One way this can happen is by combining components with varying clinical importance. As Gloria Cordoba, of the University of Copenhagen, and colleagues noted in a BMJ analysis, such combinations can make a treatment seem more effective than it really is:
For example, suppose a drug leads to a large reduction in a composite outcome of “death or chest pain.” This finding could mean that the drug resulted in fewer deaths and less chest pain. But it is also possible that the composite was driven entirely by a reduction in chest pain with no change, or even an increase, in death.

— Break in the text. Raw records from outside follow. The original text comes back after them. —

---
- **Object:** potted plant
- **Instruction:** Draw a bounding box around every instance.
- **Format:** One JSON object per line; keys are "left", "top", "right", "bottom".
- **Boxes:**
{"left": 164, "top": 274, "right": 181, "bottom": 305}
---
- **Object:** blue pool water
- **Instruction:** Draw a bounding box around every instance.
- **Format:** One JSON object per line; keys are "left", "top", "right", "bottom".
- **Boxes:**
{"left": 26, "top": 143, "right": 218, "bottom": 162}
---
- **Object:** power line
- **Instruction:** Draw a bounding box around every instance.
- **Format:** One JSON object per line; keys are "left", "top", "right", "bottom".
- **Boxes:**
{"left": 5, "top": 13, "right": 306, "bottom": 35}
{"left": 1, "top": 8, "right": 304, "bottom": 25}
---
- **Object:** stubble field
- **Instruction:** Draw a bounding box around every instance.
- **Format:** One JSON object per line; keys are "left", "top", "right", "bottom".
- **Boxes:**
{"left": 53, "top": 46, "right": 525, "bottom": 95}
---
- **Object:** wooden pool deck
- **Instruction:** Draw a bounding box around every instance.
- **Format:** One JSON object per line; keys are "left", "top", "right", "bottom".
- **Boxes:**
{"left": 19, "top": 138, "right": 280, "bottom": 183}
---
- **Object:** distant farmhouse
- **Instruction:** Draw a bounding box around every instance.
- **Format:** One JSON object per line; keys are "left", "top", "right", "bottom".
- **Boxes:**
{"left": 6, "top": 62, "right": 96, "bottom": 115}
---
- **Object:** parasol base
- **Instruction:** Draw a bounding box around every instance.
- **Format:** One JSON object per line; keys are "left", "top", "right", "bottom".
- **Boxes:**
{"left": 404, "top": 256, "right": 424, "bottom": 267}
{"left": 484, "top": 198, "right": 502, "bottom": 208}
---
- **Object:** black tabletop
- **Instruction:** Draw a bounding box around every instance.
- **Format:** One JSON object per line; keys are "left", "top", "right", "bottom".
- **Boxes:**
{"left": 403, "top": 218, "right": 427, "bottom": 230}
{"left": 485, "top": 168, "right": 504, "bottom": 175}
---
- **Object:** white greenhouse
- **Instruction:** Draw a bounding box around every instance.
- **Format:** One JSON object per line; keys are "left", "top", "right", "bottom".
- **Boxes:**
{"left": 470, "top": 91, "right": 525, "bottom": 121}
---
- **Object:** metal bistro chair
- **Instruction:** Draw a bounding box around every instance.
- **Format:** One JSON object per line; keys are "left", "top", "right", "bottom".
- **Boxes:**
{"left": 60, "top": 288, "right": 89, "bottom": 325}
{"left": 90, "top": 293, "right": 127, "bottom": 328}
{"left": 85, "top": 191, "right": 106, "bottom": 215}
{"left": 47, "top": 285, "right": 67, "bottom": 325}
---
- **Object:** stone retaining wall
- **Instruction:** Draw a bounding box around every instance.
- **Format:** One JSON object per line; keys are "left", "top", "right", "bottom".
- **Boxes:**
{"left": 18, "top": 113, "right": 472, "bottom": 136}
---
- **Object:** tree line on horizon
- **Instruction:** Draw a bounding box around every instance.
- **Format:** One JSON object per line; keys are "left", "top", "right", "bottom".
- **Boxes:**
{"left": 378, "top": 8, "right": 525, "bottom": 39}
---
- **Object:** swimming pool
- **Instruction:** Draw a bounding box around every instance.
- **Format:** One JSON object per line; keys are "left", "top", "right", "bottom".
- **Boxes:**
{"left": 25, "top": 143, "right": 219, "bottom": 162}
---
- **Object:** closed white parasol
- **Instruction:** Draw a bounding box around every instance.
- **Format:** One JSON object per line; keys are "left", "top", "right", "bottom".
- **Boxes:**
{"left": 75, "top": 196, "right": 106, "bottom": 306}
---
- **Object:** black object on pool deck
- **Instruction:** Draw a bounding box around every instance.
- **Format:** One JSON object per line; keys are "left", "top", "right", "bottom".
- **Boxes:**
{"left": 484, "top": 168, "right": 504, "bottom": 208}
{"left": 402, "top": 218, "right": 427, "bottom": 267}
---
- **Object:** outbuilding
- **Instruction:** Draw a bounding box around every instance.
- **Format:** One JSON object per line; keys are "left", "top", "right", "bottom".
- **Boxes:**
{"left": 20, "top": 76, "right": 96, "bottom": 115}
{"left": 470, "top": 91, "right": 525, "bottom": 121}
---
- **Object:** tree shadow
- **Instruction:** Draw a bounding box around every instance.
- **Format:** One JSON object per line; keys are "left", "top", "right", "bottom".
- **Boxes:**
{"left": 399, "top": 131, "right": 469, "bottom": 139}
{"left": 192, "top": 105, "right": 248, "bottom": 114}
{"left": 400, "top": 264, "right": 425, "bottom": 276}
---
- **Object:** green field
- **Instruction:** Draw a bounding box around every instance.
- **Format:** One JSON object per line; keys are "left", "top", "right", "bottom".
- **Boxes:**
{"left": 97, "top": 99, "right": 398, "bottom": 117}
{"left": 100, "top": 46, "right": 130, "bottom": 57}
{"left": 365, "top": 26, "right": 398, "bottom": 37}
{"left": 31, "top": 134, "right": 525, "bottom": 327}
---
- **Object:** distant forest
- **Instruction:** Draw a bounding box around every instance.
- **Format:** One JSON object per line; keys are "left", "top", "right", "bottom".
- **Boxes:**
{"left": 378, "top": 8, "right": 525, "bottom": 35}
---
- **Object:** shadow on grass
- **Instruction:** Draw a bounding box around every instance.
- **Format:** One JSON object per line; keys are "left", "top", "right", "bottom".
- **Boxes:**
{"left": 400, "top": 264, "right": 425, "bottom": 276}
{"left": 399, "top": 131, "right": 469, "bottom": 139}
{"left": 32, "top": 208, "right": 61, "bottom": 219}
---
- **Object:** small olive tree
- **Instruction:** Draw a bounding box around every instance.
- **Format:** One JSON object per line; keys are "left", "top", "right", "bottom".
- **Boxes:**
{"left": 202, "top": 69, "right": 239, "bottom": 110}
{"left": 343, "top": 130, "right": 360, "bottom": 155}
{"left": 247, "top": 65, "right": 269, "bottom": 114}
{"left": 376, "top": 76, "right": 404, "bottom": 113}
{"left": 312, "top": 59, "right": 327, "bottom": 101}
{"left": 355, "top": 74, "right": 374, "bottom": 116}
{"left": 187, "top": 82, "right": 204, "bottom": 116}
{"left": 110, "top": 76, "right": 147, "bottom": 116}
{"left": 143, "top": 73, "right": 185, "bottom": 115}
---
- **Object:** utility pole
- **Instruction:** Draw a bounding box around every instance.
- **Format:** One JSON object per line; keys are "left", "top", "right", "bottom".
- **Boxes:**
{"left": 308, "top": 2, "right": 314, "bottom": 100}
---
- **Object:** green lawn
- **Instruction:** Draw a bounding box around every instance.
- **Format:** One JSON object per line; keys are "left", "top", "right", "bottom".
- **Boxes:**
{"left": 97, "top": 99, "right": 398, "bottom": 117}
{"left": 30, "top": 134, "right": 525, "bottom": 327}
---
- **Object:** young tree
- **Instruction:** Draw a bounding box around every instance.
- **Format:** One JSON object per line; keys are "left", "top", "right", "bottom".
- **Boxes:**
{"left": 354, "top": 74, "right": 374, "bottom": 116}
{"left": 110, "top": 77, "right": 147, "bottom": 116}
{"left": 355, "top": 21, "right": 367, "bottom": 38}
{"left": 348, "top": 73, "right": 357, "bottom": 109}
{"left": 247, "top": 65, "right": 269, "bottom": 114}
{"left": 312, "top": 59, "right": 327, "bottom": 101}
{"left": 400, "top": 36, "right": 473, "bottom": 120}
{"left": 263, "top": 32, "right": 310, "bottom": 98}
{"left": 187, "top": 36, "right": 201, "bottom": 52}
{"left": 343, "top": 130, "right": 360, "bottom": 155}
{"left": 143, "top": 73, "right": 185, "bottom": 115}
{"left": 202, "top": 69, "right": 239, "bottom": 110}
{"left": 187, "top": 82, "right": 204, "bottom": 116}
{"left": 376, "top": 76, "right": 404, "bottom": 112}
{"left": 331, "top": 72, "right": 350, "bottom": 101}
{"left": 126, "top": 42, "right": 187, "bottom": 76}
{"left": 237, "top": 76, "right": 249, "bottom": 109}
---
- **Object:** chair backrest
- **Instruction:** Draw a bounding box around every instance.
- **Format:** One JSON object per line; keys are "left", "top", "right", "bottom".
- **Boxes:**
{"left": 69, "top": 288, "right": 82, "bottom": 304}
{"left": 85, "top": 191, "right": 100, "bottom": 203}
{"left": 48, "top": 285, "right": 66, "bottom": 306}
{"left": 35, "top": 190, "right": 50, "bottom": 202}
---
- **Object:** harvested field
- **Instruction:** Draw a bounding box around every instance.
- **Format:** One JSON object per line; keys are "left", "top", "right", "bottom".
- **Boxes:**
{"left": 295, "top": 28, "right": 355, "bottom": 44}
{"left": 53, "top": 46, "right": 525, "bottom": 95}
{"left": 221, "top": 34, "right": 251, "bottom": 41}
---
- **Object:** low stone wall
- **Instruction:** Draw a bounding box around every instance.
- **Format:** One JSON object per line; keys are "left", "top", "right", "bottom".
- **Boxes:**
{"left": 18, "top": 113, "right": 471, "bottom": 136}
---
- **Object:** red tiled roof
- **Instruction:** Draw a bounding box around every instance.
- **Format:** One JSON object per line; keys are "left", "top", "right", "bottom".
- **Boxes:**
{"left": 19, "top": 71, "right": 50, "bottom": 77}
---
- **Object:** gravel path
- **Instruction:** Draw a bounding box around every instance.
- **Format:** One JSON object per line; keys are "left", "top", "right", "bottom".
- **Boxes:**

To help readers understand which components of the composite are most responsible for any treatment effect, many experts emphasize the importance of presenting data for all composite components in published research studies. But in their systematic review of 40 randomized trials that were published in 2008, Cordoba et al found that only 60% of the studies they looked at provided reliable estimates for all composite components. In many studies, there was a misleading implication that the results applied to the most important clinical component of the composite, when the results were primarily attributable to less serious components.
Here”s another concern with composites: Many studies use components, such as hospital admissions, that are based on a judgment call made by the clinicians conducting the study. And these are often the components of the composite that show the largest effect and contribute most to an overall positive result. This is problematic, Cordoba and colleagues note, because clinicians often aren’t blinded to the treatment that study patients are receiving (i.e. they know whether the patient is in the experimental treatment group or the placebo/control group). And so their judgment in these cases could easily be biased by their knowledge of the patient’s study group allocation. Not surprisingly, studies that include such “clinician driven” components are more likely to report a statistically significant result for the primary outcome.
A final warning involves studies that “cherry pick” data to include in the composite. When the components of the composite aren’t clearly identified prior to the study, researchers may be tempted to mix and match outcome components until they arrive at a statistically significant result (something that’s bound to happen eventually due to chance). In one study singled out by Cordoba et al, the primary outcome was a composite of 8 different components that wasn’t statistically significant. However, the authors also reported on a number of secondary composites that consisted of “combinations of primary end points as well as death from any cause.” These combinations weren’t specified in the study, but Cordoba calculated 502 ways that these components could be combined. It’s no shock that the researchers ultimately turned up a statistically significant result for one of these combinations—a finding that was singled out for emphasis in the study abstract, but which is of uncertain clinical importance.
The bottom line is that we need to be careful when reporting on studies that use composite outcomes. When these studies report a benefit, reporters should evaluate whether there was a similar effect on all components of the composite; if not, they should identify which component of the composite was primarily responsible for the result, and explain whether that component is more or less important than the others. Be especially careful when the component calls for a judgment call on the part of the clinician (e.g. hospital admissions, referral for surgery, initiation of new antibiotics), as these measure are more likely to show a positive result that may reflect bias on the part of the researchers.
Lastly, it’s also important to check whether the components of the composite were determined before the study was initiated (a priori) or after it was completed (post hoc). This can often be gleaned either from a careful reading of the study itself or by checking its registry listing (if one exists) at clinicaltrials.gov. Trial registries provide a record of what outcomes were specified before the study started, so that researchers can’t later decide to cherry pick other results that showed a benefit. Post hoc changes to the composite components should generally be viewed with skepticism.